Advisors for the proposed Transaction
Project Manager and Transaction Advisor - Transaction Square LLP, Share Exchange Ratio Report - Niranjan Kumar, Registered Valuer – Financial Securities or Assets (affiliate of Transaction Square LLP)
Fairness Opinion on the Share Exchange Ratio Report – ICICI Securities Limited Legal Advisors – DSK Legal and Anagram Partners Finance Due Diligence - Ernst and Young Tax Due Diligence - Transaction Square LLP Legal Due Diligence - J Sagar Associates
Solara and Aurore will be hosting an investor / analyst meet at 9.00 A.M. on Monday April 12, 2021 to discuss the transaction.
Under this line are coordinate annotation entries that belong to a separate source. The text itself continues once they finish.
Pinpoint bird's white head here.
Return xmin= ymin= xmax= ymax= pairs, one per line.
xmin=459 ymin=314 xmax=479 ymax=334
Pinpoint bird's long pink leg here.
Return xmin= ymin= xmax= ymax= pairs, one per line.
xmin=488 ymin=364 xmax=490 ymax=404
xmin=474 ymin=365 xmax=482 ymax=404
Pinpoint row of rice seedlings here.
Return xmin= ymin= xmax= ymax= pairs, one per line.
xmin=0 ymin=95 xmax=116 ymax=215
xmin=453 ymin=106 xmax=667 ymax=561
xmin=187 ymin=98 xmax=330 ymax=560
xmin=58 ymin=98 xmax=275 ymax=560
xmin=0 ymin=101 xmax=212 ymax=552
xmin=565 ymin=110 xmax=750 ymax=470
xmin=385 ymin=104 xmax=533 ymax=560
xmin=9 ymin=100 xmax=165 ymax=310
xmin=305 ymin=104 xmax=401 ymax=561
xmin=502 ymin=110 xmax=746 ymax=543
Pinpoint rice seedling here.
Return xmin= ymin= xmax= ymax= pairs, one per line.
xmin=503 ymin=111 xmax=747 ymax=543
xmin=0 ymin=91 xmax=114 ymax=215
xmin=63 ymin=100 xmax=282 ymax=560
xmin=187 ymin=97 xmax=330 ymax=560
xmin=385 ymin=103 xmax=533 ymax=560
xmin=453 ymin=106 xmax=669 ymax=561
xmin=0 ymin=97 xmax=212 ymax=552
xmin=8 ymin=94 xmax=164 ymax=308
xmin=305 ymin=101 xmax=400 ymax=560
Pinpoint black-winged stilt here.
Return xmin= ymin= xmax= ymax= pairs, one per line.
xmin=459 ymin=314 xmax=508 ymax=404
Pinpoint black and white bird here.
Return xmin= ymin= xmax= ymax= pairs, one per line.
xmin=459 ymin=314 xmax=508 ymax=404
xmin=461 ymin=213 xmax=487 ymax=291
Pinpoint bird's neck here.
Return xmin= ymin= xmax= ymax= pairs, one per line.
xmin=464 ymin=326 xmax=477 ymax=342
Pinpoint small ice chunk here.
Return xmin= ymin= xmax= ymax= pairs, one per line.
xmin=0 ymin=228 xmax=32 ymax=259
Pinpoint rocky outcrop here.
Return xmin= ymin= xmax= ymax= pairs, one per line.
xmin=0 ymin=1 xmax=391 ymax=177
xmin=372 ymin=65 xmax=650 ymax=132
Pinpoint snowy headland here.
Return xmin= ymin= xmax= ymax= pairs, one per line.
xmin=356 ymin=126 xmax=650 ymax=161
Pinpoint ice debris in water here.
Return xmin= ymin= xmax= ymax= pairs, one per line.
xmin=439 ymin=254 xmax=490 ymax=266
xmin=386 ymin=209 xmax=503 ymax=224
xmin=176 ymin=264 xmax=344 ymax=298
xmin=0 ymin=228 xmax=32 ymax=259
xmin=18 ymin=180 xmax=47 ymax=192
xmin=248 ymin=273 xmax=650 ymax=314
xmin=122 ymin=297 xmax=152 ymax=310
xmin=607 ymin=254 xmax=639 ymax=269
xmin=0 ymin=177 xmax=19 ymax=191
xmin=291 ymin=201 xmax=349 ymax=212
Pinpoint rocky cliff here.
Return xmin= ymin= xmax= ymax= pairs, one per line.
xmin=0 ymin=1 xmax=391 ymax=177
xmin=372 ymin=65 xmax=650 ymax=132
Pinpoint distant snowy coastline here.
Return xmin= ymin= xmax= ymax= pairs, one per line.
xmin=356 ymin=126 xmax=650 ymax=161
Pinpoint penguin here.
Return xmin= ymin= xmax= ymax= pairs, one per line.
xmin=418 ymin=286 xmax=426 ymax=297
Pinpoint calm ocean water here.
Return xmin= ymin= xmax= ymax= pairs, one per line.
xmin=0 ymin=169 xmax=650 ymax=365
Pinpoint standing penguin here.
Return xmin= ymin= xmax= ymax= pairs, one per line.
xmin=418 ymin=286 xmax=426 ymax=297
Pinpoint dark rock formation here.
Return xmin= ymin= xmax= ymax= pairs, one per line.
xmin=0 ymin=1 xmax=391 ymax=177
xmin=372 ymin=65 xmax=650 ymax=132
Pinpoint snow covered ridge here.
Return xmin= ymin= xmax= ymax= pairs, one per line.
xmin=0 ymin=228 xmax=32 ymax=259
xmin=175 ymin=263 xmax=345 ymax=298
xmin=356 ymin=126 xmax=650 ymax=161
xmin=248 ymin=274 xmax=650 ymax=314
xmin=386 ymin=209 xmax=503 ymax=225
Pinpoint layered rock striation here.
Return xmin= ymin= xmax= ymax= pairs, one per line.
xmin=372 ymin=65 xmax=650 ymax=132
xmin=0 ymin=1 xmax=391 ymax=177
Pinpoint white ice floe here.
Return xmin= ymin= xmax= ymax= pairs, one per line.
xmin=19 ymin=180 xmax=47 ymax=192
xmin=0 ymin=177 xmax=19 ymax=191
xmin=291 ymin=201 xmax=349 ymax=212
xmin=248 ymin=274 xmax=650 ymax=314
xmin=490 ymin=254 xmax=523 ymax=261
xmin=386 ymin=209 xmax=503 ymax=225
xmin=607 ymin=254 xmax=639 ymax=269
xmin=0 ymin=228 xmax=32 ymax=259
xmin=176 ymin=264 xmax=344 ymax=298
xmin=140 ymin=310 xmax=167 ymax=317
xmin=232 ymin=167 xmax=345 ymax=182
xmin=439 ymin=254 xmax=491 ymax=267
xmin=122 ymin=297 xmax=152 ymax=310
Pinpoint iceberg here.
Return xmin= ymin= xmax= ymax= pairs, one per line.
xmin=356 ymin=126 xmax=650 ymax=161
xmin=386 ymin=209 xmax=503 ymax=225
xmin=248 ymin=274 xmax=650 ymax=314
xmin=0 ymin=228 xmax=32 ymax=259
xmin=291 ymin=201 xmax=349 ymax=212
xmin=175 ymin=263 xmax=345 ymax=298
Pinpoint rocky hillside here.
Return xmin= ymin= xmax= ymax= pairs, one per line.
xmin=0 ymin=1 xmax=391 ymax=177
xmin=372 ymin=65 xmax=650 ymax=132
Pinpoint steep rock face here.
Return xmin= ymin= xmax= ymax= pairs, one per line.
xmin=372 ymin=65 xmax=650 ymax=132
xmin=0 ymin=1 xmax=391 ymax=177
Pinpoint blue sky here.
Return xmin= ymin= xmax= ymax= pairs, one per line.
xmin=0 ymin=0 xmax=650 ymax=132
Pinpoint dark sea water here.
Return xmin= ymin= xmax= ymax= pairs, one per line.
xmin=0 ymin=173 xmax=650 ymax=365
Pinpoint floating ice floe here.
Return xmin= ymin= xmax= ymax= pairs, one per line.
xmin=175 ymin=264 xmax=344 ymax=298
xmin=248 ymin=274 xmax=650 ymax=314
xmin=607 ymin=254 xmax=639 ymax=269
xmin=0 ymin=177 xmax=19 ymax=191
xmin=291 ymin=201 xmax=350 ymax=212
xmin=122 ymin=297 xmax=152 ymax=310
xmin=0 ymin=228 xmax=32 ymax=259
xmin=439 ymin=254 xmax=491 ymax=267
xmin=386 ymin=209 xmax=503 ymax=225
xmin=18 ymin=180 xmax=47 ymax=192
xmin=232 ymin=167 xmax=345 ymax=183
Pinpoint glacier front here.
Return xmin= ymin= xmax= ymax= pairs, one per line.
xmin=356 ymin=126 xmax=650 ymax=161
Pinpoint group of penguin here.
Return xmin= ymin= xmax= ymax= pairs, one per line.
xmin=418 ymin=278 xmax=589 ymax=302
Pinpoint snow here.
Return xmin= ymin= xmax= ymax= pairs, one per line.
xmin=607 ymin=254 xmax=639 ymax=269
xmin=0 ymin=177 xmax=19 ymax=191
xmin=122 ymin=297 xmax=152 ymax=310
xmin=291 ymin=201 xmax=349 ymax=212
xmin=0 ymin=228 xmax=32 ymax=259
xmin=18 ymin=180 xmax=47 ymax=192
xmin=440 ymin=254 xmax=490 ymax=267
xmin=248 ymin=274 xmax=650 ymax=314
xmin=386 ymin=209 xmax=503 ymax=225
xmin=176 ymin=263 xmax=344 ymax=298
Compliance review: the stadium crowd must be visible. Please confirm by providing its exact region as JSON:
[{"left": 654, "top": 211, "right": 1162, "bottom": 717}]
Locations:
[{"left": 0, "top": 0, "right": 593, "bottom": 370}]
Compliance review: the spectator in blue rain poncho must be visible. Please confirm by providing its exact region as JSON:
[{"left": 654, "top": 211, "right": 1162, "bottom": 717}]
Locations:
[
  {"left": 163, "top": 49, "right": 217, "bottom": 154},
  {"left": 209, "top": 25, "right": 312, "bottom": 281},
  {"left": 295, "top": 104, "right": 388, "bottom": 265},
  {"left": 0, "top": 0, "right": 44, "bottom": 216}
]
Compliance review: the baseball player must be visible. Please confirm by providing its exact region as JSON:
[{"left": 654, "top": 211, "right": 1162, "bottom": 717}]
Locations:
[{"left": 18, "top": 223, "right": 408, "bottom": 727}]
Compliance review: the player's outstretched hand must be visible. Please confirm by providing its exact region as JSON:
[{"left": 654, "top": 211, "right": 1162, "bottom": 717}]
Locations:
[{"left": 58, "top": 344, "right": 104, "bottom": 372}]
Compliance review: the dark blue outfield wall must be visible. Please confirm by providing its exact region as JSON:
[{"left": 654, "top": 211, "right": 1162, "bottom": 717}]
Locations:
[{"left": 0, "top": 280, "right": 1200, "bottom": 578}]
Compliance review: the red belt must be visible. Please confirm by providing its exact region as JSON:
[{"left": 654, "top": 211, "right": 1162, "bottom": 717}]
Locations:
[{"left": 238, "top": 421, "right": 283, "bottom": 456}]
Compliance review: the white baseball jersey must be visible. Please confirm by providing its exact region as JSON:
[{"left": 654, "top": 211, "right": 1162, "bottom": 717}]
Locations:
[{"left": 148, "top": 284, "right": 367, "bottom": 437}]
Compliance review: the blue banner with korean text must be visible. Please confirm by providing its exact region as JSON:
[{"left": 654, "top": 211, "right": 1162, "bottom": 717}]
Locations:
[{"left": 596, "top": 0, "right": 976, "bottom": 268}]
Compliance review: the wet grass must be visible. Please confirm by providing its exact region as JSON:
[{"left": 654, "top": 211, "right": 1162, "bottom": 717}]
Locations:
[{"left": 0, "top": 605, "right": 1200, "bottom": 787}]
Investor presentation shall be uploaded in company website before the call.

About Solara Active Pharma Sciences Limited:
Solara Active Pharma Sciences is a young, dynamic, entrepreneurial and customer-oriented API manufacturer. It has a legacy of over three decades and trace its origins to the API expertise of Strides Shasun Ltd. and the technical know-how of human API business from Sequent Scientific Ltd.
It aims at delivering value-based products while maintaining focus on customer needs. It has 140+ scientists working at two R&D centers and 6 API manufacturing facilities armed with global approvals and 2 dedicated R&D facilities. It stands by its vision to respect our partners by maintaining Integrity and operational transparency, which we intend to achieve through developing utmost efficiency across the organization.
About Aurore Life Science Private Limited:
Aurore Life Science is a private limited company incorporated on 26th September 2016 with Corporate Identification Number: U74999TG2016PTC112170. Aurore Life Science is engaged in the business of developing wide range of generic pharmaceutical products. It has one R&D center and 2 API manufacturing facilities. Aurore Life Science Pvt Ltd holds 100% of share capital of Empyrean Life Sciences Pvt Ltd and also hold 67% stake in Aurore Pharmaceuticals Private Limited which also develops and manufactures vide range of generic pharmaceutical products.
About Empyrean Lifesciences Private Limited:
Empyrean is a private limited company incorporated on 19th June 2014 with Corporate Identification Number: U24232TG2014PTC094543. Empyrean is a wholly owned subsidiary of Aurore Life Science and is engaged in the pharmaceutical business. Empyrean is also engaged in the research and development of pharmaceutical products.
About Hydra Active Pharma Sciences Private Limited:
Hydra is a private limited company incorporated on 6th December 2016 with Corporate Identification Number: U74999KA2016PTC098276. Hydra is engaged in pharmaceutical business through its subsidiary company Aurore Life Science Pvt Ltd where in it holds 61.65% stake.
Abhishek Singhal
+91 99877 66968
Investor / Analyst contact Statutory and corporate affairs
Murali Krishna S
Raghavan. V
+91 44 4344 6700
Disclaimer: Certain statements in this document that are not historical facts and are forward-looking statements. Such forward-looking statements are subject to certain risks and uncertainties like government actions, local, political or economic developments, technological risks, and many other factors that could cause actual results to differ materially from those contemplated by the relevant forward-looking statements. Solara Active Pharma Sciences Ltd will not be in any way responsible for any action taken based on such statements and undertakes no obligation to publicly update these forward-looking statements to reflect subsequent events or circumstances.